PRECEDENTS need to be set so all bridge committees can hang their hats on other hoped for (what may be thought to be) wise committee rulings.

Good luck to me, since I’ve been crying out for them, but up to now, and for me it is getting very late, with a singular lack of success for getting it done and have those precedents recorded.

I, also, do not have any fool proof advice for when and how to lead honors one wants covered and, of course, ones where one does not.

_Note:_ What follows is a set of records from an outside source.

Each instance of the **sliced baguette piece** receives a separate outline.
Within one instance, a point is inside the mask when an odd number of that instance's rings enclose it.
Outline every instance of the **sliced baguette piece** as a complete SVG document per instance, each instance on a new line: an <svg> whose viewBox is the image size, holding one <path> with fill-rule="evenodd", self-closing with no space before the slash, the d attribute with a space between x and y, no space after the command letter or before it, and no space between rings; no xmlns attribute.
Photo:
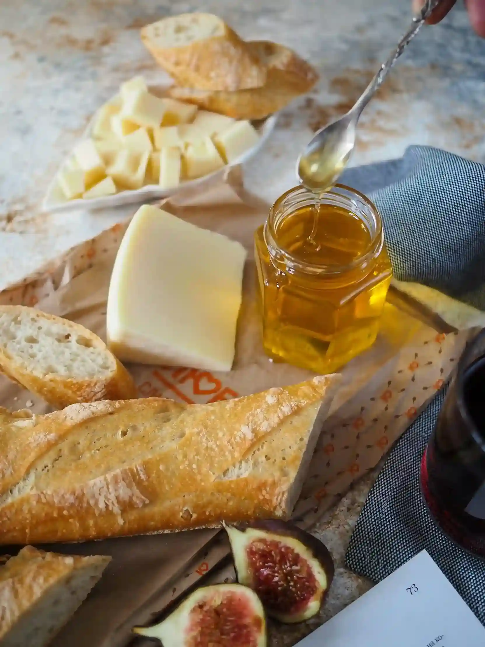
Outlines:
<svg viewBox="0 0 485 647"><path fill-rule="evenodd" d="M44 647L81 605L111 557L26 546L0 567L0 644Z"/></svg>
<svg viewBox="0 0 485 647"><path fill-rule="evenodd" d="M56 408L136 397L131 376L94 333L23 305L0 306L0 371Z"/></svg>
<svg viewBox="0 0 485 647"><path fill-rule="evenodd" d="M289 48L269 41L247 45L267 66L268 77L261 87L217 92L173 85L168 94L235 119L263 119L307 93L318 80L313 67Z"/></svg>
<svg viewBox="0 0 485 647"><path fill-rule="evenodd" d="M0 426L0 543L287 518L339 376L207 404L74 404Z"/></svg>
<svg viewBox="0 0 485 647"><path fill-rule="evenodd" d="M262 61L224 21L211 14L181 14L147 25L142 40L180 85L233 92L263 85Z"/></svg>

The only experience I’ve seen worth reporting is that one good player, several generations ago use to say to his LHO, when he led a queen from QJ9, toward the Axx in dummy hoping for a cover without the 10, “What did your father teach you when you left the farm?”

Please understand, if anyone adopts that ploy, you didn’t learn it here.

bobby wolffOctober 11th, 2014 at 2:55 pm

Hi Jim2,

Let’s hope that your partnership then did not get slushed by losing 3 IMPS to the minus 620 your teammates brought back.

Without that extra defensive trick you would have lost 8. Gaining those 5 IMPs on every board will gain for you in a 32 board match 160 total IMPs, therefore significantly cutting your losing margin and with duplicated boards throughout, will probably make you the #1 pair in the Butler (method which measures your pairs results compared with the field).

jim2October 11th, 2014 at 3:03 pm

We were +12, but thank you for your concern.

I don’t think anyone in the room made that spade game. In Lower Slobbovia, you see, it’s considered a sin not to cover honor leads.

Even I — a despicable foreigner — get ugly looks anytime I do it.